Had I not carried this child for 9 months and been fully conscious (perhaps too conscious) when I birthed her, I could not claim her as my own. We never have to ask Malina to do her homework, clean her room or do her laundry (at age 8). She's organized and responsible, detail-oriented and prone to saying things like "Mom, they sent a lunch account notice home A-GAIN. I don't know how many times I have to remind you about this. At some point they're just not going to let me eat."
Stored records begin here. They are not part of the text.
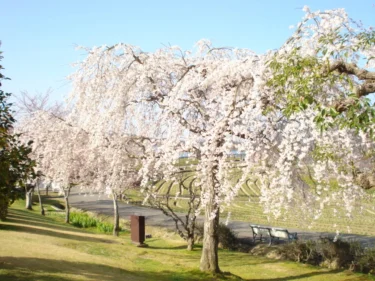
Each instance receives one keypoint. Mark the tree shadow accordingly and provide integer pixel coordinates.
(57, 234)
(302, 276)
(22, 220)
(25, 269)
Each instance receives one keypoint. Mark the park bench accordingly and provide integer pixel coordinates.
(259, 232)
(274, 234)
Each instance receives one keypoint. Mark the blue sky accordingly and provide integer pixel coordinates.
(38, 37)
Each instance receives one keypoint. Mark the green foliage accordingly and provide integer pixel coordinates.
(15, 163)
(301, 81)
(333, 254)
(227, 238)
(85, 220)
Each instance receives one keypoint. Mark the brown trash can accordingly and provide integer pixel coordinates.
(137, 227)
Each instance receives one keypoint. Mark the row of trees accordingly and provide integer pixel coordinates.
(300, 111)
(16, 165)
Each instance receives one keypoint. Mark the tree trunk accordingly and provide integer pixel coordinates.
(190, 242)
(210, 259)
(29, 197)
(40, 200)
(116, 217)
(67, 208)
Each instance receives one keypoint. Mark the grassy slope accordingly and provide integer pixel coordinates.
(33, 247)
(246, 207)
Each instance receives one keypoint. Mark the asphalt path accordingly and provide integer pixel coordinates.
(103, 205)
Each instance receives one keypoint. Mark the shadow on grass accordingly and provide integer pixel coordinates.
(42, 223)
(22, 269)
(307, 275)
(57, 234)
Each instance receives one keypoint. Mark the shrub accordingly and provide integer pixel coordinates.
(84, 220)
(365, 262)
(332, 254)
(104, 227)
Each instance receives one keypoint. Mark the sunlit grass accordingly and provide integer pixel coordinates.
(34, 247)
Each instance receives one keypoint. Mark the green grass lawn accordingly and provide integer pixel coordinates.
(33, 247)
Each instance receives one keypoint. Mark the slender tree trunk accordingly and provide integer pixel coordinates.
(29, 197)
(116, 217)
(40, 199)
(210, 259)
(47, 187)
(67, 207)
(190, 242)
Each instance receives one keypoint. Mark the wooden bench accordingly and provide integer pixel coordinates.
(259, 232)
(281, 233)
(274, 234)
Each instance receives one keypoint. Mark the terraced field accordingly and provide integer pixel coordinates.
(247, 208)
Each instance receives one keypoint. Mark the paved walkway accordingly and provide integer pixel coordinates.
(103, 205)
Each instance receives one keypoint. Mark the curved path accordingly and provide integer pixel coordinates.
(101, 204)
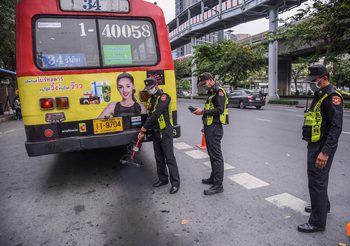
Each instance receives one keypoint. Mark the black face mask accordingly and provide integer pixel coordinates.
(313, 86)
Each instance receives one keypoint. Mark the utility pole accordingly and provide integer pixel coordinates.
(273, 54)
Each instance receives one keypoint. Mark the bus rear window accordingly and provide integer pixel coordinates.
(74, 43)
(125, 42)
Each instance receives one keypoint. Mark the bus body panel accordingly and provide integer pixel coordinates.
(76, 129)
(28, 9)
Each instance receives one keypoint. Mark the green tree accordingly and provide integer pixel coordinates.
(182, 68)
(340, 72)
(7, 34)
(326, 26)
(232, 62)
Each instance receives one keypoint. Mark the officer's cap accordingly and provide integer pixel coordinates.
(316, 71)
(150, 83)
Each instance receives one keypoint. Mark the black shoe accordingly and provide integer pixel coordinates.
(174, 189)
(213, 190)
(207, 181)
(160, 183)
(308, 209)
(308, 228)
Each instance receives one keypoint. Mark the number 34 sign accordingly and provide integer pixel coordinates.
(120, 6)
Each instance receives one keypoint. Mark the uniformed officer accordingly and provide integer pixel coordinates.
(215, 114)
(322, 127)
(160, 121)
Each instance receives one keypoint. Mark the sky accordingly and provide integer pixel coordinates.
(253, 27)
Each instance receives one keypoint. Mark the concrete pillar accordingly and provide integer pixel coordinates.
(273, 54)
(193, 69)
(221, 36)
(284, 77)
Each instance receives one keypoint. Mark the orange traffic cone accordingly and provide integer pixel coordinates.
(203, 145)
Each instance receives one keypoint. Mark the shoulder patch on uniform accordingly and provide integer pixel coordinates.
(221, 93)
(336, 100)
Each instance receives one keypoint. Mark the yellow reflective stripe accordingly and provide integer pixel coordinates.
(210, 105)
(161, 119)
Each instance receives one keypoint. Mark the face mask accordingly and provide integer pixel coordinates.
(152, 91)
(314, 86)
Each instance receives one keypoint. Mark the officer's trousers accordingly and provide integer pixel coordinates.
(213, 136)
(164, 155)
(318, 184)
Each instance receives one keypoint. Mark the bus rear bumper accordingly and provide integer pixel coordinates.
(72, 144)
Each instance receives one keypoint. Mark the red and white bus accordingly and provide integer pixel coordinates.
(69, 54)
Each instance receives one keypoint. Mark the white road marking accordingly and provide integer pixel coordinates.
(197, 154)
(248, 181)
(263, 120)
(286, 200)
(182, 145)
(226, 166)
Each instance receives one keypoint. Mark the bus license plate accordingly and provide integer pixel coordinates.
(108, 125)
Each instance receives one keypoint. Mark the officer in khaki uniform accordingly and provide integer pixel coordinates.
(323, 123)
(160, 121)
(215, 114)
With guests in the house (and their twin one-year-olds), Malina is sleeping on the floor in our room for the next week because she gave up her room to allow extra space for them (not only willingly but uncharacteristically pleasantly), and she actually took the initiative to put clean sheets on the bed without being asked. Yes, weird. Yes, nearly unheard of. I know. I don't understand it either, given my well-documented aversion to housekeeping of any kind (see several chapters in Laugh, Cry, Eat Some Pie for vivid and disturbing details).
In any case, I walked into my (quite messy) bedroom this morning to spy Malina's little corner of the room tidied just so, with sleeping-bag bed neatly made, clothes uniformly stacked on the makeshift bed, books stacked with precision on her pillow, and her slippers placed "just so" at the foot of the bed. I again had to ask myself "can I really claim this child as my own? It just doesn't make sense...my genes could not possibly produce a child this meticulously tidy and organized."
To prove it, I'll let you in on a little secret: I then had to take a snapshot of her mini-domicile from four different angles to make sure it ONLY showed her bed so it wouldn't reveal the "chaotic but warm and lived in" nature of the rest of my bedroom (AKA the "scene of the grime"). Here's proof:
I'm thinking something skipped a generation. No doubt about that. But we all have to celebrate our own strengths, right? RIGHT?